Research article

Residential forecast: New kids on the block

Residential forecast

Purpose-built, institutionally owned build to rent stock has become a significant component of new housing delivery


Until recently, small-scale private landlords dominated the residential property market, with a small number of large-scale private and institutional investors sitting on legacy portfolios.

Around 2000, buy to let investment ballooned, driven primarily by the promise of inflation-busting house price growth. An income return was the icing on the cake. At its peak, in 2007, more than 183,000 mortgages were granted for the purchase of buy to let stock. That represented an increase of 22% in the number of such mortgages in existence – in just one year.

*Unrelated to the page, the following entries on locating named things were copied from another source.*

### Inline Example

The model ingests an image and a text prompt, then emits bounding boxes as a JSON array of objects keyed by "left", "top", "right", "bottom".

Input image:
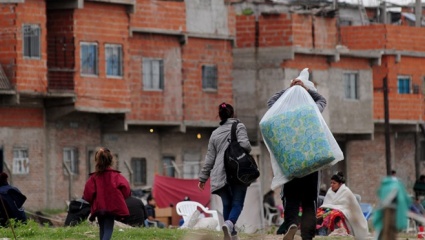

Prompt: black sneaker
[
  {"left": 221, "top": 220, "right": 233, "bottom": 240},
  {"left": 283, "top": 224, "right": 298, "bottom": 240}
]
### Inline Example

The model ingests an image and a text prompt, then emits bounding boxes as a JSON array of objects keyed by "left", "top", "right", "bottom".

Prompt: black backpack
[{"left": 224, "top": 121, "right": 260, "bottom": 186}]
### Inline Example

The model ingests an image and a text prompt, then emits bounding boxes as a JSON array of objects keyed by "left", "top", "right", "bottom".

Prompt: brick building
[
  {"left": 233, "top": 1, "right": 425, "bottom": 203},
  {"left": 0, "top": 0, "right": 235, "bottom": 209}
]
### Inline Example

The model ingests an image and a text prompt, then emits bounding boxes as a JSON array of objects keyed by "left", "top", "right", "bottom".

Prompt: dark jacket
[
  {"left": 83, "top": 168, "right": 131, "bottom": 217},
  {"left": 122, "top": 196, "right": 148, "bottom": 227},
  {"left": 0, "top": 184, "right": 27, "bottom": 226}
]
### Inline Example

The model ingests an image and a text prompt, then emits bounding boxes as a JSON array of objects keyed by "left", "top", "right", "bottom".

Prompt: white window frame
[
  {"left": 12, "top": 148, "right": 30, "bottom": 175},
  {"left": 80, "top": 42, "right": 99, "bottom": 77},
  {"left": 105, "top": 44, "right": 123, "bottom": 78},
  {"left": 62, "top": 147, "right": 79, "bottom": 175},
  {"left": 22, "top": 24, "right": 41, "bottom": 59},
  {"left": 130, "top": 158, "right": 148, "bottom": 185},
  {"left": 142, "top": 58, "right": 165, "bottom": 91},
  {"left": 201, "top": 65, "right": 218, "bottom": 92},
  {"left": 183, "top": 151, "right": 201, "bottom": 179},
  {"left": 343, "top": 72, "right": 359, "bottom": 100}
]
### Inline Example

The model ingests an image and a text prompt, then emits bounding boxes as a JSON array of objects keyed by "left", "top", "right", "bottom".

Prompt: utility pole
[
  {"left": 415, "top": 0, "right": 422, "bottom": 27},
  {"left": 383, "top": 75, "right": 391, "bottom": 176}
]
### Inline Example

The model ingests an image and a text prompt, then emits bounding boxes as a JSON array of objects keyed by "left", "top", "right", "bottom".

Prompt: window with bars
[
  {"left": 63, "top": 148, "right": 79, "bottom": 174},
  {"left": 162, "top": 156, "right": 175, "bottom": 177},
  {"left": 80, "top": 42, "right": 98, "bottom": 75},
  {"left": 13, "top": 148, "right": 30, "bottom": 174},
  {"left": 183, "top": 151, "right": 201, "bottom": 179},
  {"left": 397, "top": 76, "right": 410, "bottom": 94},
  {"left": 344, "top": 73, "right": 359, "bottom": 99},
  {"left": 202, "top": 65, "right": 217, "bottom": 90},
  {"left": 131, "top": 158, "right": 147, "bottom": 185},
  {"left": 105, "top": 44, "right": 123, "bottom": 77},
  {"left": 143, "top": 58, "right": 164, "bottom": 90},
  {"left": 22, "top": 24, "right": 41, "bottom": 58}
]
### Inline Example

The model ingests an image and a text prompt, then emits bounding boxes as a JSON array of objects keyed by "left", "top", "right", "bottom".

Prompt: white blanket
[{"left": 320, "top": 184, "right": 369, "bottom": 240}]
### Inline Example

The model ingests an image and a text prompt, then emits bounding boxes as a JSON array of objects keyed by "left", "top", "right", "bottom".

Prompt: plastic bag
[{"left": 260, "top": 86, "right": 344, "bottom": 189}]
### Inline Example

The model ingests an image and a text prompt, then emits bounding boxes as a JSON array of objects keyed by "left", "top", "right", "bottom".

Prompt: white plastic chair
[
  {"left": 176, "top": 201, "right": 221, "bottom": 231},
  {"left": 264, "top": 203, "right": 279, "bottom": 226}
]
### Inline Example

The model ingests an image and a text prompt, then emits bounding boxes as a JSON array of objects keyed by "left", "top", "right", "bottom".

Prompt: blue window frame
[
  {"left": 105, "top": 44, "right": 122, "bottom": 77},
  {"left": 80, "top": 43, "right": 98, "bottom": 75},
  {"left": 397, "top": 76, "right": 410, "bottom": 94}
]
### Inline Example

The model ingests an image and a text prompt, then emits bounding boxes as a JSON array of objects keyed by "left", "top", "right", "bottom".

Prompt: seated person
[
  {"left": 317, "top": 172, "right": 369, "bottom": 239},
  {"left": 0, "top": 172, "right": 27, "bottom": 226},
  {"left": 145, "top": 195, "right": 165, "bottom": 228},
  {"left": 120, "top": 196, "right": 146, "bottom": 227}
]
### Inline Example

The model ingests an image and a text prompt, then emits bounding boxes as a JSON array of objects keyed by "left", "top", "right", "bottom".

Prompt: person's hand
[
  {"left": 291, "top": 79, "right": 308, "bottom": 91},
  {"left": 198, "top": 182, "right": 205, "bottom": 191}
]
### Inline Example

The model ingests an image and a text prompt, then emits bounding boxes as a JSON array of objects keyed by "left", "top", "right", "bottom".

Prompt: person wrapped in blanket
[{"left": 316, "top": 172, "right": 369, "bottom": 239}]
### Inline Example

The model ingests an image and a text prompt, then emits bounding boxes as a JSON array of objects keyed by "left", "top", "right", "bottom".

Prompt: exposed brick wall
[
  {"left": 291, "top": 14, "right": 313, "bottom": 48},
  {"left": 281, "top": 54, "right": 329, "bottom": 71},
  {"left": 182, "top": 38, "right": 233, "bottom": 121},
  {"left": 0, "top": 127, "right": 46, "bottom": 208},
  {"left": 73, "top": 2, "right": 130, "bottom": 109},
  {"left": 386, "top": 25, "right": 425, "bottom": 51},
  {"left": 0, "top": 3, "right": 20, "bottom": 85},
  {"left": 340, "top": 25, "right": 388, "bottom": 50},
  {"left": 16, "top": 0, "right": 47, "bottom": 93},
  {"left": 0, "top": 107, "right": 44, "bottom": 128},
  {"left": 46, "top": 114, "right": 100, "bottom": 208},
  {"left": 254, "top": 14, "right": 295, "bottom": 47},
  {"left": 374, "top": 56, "right": 425, "bottom": 120},
  {"left": 341, "top": 25, "right": 425, "bottom": 51},
  {"left": 130, "top": 0, "right": 186, "bottom": 31},
  {"left": 236, "top": 15, "right": 255, "bottom": 48},
  {"left": 127, "top": 34, "right": 183, "bottom": 121},
  {"left": 227, "top": 5, "right": 236, "bottom": 37},
  {"left": 314, "top": 17, "right": 338, "bottom": 49}
]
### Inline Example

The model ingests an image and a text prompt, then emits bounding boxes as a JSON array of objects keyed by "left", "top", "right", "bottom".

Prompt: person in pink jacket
[{"left": 83, "top": 147, "right": 131, "bottom": 240}]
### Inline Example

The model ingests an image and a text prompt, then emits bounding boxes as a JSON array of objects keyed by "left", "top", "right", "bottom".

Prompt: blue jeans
[
  {"left": 215, "top": 184, "right": 248, "bottom": 224},
  {"left": 97, "top": 215, "right": 115, "bottom": 240}
]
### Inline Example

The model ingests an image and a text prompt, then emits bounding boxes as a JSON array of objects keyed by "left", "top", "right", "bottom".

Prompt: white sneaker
[
  {"left": 221, "top": 220, "right": 233, "bottom": 240},
  {"left": 283, "top": 224, "right": 298, "bottom": 240}
]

After the Global Financial Crisis (GFC), the number of buy to let mortgages granted fell and private cash investors became the dominant player. While the number of households in the private rented sector continued to grow at the rate of between 200,000 and 250,000 per year, larger institutions looked on. While they understood the fundamentals of a mismatch in supply and demand, they fretted over the entry barriers.

That is no longer the case. Pioneered by the likes of M&G, Delancey, Sigma, Quintain, Long Harbour and Grainger, purpose-built, institutionally owned build to rent stock has become a significant and increasingly important component of new housing delivery.

On the rise

On the rise Build to rent continues to gather momentum
Source:
Savills Research using BPF, Molior

To put this into context, in the year to the end of September 2018, the number of outstanding buy to let mortgages grew by just 1.1%. The number of build to rent units either complete or under construction rose by 30%.

There has been innovation in planning, design, delivery, management and branding, laying the foundations for future growth. Equally, there appears to be plenty of capacity for an increasingly diversified offering.

There has been innovation in planning, design, delivery, management and branding

Savills Research

The number of operational build to rent units remains a tiny fraction of the nation’s private rented stock. And, while the range of investors has grown, some of the largest owners of multi-family in the US remain noticeable by their absence in the UK, as do the big pension funds.

The focus has also shifted from an investment perspective. In this new age of residential property investment, the emphasis has shifted to delivering a competitive long-term income stream. Since 2011, there has been a healthy margin over gilts, though achieving that has required investors to take on the risks inherent with developing and delivering a new product and matching that to demand.

With interest rates and gilt yields expected to rise gradually over the next five years, all property asset classes will see some upward pressure on yields. Even though there are acknowledged risks around regulation, what sets build to rent apart is a potential for rental value growth underpinned by structural change in how we live, and compression of the risk premium as the sector evolves and matures.